Kisah Penari asal Kupang yang Dituding PKI

Melki Bureni bercerita usianya baru 17 tahun saat dituding sebagai anggota Gerwani di tahun 1965 - BBC Indonesia/Dwiki Marta
Melki Bureni bercerita usianya baru 17 tahun saat dituding sebagai anggota Gerwani di tahun 1965 - BBC Indonesia/Dwiki Marta
Sumber :
  • bbc

Ia bercerita usianya baru 17 tahun saat dituding sebagai anggota Gerwani di tahun 1965, sebuah peristiwa yang mengawali serentetan peristiwa kelam di hidupnya. Saat itu ia hanyalah seorang penari kampung yang sering diminta tampil di hajatan-hajatan.

Namun, saat operasi penumpasan terhadap orang-orang yang dituduh PKI berlangsung, ia dituding sebagai anggota Gerwani karena pernah mendapat pelatihan menyulam dari seorang perempuan, yang disebutnya berasal dari Jakarta.

Siapa perempuan itu?

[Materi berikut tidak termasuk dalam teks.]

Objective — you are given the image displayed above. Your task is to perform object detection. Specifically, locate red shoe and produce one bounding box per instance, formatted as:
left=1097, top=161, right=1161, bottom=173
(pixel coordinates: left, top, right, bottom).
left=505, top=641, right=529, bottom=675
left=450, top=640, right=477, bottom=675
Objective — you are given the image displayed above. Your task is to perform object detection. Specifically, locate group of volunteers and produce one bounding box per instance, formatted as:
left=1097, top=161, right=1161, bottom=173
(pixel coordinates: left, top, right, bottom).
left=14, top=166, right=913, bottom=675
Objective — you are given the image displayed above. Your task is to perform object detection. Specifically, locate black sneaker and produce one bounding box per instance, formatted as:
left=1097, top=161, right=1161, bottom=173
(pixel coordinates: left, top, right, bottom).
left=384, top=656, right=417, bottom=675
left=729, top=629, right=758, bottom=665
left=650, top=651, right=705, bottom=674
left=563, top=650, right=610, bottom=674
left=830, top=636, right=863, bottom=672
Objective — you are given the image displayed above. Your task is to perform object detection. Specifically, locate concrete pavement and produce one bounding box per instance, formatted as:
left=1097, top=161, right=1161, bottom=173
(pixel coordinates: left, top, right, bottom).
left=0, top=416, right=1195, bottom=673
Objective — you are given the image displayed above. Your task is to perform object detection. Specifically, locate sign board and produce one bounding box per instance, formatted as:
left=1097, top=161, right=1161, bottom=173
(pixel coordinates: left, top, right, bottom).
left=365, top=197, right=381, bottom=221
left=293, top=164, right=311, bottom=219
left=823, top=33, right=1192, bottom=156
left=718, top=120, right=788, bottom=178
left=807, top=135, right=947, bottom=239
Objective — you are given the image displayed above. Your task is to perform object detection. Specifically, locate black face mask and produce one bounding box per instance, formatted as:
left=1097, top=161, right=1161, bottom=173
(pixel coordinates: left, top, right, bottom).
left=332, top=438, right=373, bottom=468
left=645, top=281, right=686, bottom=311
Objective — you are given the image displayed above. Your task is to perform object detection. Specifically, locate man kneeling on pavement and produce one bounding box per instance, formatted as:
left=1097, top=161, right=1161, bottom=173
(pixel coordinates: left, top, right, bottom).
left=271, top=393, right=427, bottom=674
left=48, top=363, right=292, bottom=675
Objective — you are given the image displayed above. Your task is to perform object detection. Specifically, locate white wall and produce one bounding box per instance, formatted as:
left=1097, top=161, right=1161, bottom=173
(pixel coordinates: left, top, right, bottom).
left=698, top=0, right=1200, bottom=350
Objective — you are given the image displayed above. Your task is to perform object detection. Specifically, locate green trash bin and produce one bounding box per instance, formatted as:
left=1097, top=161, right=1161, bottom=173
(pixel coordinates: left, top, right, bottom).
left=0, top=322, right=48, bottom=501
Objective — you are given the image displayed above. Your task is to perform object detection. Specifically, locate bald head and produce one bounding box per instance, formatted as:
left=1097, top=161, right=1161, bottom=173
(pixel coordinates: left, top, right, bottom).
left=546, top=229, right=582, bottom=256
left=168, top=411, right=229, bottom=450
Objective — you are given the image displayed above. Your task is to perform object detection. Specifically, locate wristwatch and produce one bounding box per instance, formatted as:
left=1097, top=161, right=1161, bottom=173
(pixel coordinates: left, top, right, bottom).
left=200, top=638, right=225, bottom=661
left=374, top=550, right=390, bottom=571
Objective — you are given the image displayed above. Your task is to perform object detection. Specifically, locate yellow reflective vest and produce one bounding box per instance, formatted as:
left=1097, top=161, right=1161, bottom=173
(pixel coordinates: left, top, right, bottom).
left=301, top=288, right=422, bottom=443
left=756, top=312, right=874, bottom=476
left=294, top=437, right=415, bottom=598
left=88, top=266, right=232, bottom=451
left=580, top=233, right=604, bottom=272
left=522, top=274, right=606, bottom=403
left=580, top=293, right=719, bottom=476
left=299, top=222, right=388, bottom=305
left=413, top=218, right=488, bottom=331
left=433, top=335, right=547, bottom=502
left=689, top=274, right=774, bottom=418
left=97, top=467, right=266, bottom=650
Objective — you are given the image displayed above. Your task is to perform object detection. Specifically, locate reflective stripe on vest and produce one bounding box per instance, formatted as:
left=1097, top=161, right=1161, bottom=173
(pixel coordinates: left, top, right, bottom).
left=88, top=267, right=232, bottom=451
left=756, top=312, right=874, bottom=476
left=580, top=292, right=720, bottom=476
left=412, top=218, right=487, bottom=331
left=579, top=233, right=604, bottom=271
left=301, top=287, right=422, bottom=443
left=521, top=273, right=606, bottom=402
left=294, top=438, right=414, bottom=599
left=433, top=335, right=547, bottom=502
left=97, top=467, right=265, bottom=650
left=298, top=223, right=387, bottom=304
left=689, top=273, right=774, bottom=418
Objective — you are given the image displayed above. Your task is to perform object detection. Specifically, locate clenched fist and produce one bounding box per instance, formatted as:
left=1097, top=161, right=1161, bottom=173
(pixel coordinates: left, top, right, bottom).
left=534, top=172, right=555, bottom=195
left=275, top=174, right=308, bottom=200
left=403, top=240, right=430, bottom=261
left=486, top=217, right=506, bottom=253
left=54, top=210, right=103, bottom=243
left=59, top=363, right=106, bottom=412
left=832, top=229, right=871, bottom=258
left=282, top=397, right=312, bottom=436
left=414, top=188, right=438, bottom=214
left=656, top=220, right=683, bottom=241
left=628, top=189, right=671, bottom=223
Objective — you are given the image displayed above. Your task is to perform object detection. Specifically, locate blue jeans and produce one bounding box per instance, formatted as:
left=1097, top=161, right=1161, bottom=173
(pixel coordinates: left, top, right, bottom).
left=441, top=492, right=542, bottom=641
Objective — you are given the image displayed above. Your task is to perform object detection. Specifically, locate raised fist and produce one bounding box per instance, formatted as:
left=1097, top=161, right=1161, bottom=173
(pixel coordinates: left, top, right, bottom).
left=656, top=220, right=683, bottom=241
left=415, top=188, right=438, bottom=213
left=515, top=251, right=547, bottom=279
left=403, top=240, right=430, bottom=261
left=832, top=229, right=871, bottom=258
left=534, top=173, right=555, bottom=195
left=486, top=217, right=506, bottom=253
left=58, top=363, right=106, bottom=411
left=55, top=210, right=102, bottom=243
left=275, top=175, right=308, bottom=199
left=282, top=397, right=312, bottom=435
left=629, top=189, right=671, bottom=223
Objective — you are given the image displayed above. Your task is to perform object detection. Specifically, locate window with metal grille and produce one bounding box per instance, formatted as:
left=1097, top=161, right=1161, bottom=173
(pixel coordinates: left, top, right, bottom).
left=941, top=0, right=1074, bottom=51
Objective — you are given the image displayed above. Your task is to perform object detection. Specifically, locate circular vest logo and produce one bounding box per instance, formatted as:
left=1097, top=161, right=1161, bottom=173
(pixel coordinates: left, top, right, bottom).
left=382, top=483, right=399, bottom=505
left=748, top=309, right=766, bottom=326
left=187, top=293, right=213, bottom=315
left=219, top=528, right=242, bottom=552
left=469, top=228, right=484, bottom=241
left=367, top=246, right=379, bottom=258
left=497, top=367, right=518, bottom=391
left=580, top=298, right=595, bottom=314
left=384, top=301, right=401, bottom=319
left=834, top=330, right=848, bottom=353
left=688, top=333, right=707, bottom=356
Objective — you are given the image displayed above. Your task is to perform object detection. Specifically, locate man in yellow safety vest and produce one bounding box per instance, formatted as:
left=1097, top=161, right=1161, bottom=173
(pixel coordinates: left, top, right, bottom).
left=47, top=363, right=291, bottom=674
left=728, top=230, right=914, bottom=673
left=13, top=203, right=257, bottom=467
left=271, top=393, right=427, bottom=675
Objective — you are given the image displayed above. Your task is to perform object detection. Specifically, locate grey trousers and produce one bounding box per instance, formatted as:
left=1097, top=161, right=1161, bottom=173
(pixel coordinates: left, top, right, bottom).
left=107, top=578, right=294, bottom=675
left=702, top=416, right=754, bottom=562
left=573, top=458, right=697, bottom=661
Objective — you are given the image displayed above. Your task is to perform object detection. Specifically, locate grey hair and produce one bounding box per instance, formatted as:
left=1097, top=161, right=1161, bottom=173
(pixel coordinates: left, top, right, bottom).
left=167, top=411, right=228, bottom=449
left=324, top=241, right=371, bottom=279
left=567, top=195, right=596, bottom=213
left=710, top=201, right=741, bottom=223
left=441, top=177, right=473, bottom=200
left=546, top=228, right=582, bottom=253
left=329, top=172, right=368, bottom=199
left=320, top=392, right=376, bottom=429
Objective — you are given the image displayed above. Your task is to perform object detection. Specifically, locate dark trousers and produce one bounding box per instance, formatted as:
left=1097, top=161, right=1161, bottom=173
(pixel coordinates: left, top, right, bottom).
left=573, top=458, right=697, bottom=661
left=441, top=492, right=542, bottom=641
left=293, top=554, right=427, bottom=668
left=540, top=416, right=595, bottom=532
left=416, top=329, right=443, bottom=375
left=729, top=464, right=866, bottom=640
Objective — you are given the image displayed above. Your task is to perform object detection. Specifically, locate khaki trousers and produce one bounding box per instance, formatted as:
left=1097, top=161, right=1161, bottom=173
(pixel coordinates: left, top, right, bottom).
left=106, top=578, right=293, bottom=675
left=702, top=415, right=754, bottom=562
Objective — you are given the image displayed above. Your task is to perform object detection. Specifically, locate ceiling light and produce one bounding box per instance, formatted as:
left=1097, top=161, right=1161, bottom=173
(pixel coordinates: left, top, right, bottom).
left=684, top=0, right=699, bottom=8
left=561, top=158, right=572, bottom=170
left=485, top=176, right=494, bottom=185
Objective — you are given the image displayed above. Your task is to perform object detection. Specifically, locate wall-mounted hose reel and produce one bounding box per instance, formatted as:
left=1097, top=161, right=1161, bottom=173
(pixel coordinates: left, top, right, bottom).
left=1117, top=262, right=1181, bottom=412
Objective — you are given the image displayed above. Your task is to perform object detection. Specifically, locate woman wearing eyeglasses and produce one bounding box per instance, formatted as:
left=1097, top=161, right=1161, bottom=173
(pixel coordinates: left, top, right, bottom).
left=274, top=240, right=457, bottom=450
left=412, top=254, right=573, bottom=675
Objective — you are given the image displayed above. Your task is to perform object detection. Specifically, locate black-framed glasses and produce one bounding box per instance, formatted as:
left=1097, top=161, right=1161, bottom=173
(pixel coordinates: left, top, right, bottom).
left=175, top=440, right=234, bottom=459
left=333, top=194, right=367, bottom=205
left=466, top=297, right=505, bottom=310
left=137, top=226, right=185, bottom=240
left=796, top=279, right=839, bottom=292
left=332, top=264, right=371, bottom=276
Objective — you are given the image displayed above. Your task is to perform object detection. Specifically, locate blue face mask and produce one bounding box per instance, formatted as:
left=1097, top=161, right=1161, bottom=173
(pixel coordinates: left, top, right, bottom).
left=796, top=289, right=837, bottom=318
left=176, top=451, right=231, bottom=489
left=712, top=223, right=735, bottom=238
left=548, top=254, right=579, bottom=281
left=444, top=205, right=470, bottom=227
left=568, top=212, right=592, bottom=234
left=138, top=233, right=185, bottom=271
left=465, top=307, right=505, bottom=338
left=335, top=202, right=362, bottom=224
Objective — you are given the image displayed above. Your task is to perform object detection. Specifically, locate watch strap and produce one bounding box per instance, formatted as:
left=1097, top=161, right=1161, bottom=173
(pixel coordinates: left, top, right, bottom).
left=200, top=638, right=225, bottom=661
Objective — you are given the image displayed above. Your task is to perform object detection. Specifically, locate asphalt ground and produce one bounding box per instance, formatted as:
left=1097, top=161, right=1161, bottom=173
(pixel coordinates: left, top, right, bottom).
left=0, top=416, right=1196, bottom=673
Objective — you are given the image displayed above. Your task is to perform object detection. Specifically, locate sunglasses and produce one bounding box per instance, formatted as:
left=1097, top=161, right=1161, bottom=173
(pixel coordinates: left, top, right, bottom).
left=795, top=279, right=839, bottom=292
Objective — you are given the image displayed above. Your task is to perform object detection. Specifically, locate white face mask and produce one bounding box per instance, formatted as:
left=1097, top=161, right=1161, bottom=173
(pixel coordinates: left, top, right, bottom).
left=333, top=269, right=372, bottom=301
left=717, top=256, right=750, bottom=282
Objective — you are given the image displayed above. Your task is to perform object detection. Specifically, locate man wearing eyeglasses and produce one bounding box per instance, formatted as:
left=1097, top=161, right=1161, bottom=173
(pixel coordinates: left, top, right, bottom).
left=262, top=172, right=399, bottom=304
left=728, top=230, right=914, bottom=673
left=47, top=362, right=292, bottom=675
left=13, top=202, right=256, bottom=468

Melki menyebut dia juga tidak tahu.

Pemeriksaan terhadapnya kemudian dilakukan oleh sekelompok orang, yang kata Melki, merupakan gabungan aparat dan masyarakat. Ia diperintahkan untuk melucuti pakaiannya karena dicurigai memiliki cap Gerwani.

" Katong buka ini beha, celana, berdiri telanjang dibilang supaya cari cap Gerwani di pantat ko di mana. Telanjang. Tapi saya pasrah saja.. mau bergerak dong (mereka) `potong`," kata Melki.

"Saya bilang demi Tuhan saya tidak tahu cap Gerwani itu yang bagaimana. Hanya jarum dan benang bola (untuk menyulam) masih ada di rumah."

Saat itu, Melki mengatakan, nyawanya selamat karena ada seorang warga laki-laki yang membelanya. Meski begitu, mimpi buruk itu tak juga berakhir.

Sesaat setelah kejadian itu, paman Melki, seorang guru, dan empat petani yang tinggal di sekitar rumahnya, ditangkap karena dituduh sebagai anggota PKI. Padahal, Melki yakin, orang-orang itu hanya asal-asalan dituding karena ada kecemburuan sosial di antara para warga.

Ia pun diminta oleh aparat desa menjadi saksi penguburan massal. Saat itu sore hari, sekitar pukul 15.00, Melki menyaksikan tubuh-tubuh yang hancur siap ditanam ke dalam lubang tanah.

"(Tubuh itu) luka-luka karena dipotong dengan parang –  Perutnya semua lari keluar," kata Melki. Mayat-mayat itu hanya dibungkus dengan tikar.

Saat itu hatinya remuk, namun kata Melki, dia dilarang menangis. "Anjing saja (kalau) kita sayang waktu dia mati kita bisa usaha. Ini manusia...," ujar Melki.

Ia diminta membawa bendera merah putih untuk kemudian ditancapkan pada kuburan massal itu. Bayang-bayang peristiwa itu masih menghantuinya, saat satu pekan kemudian ayahnya ditangkap.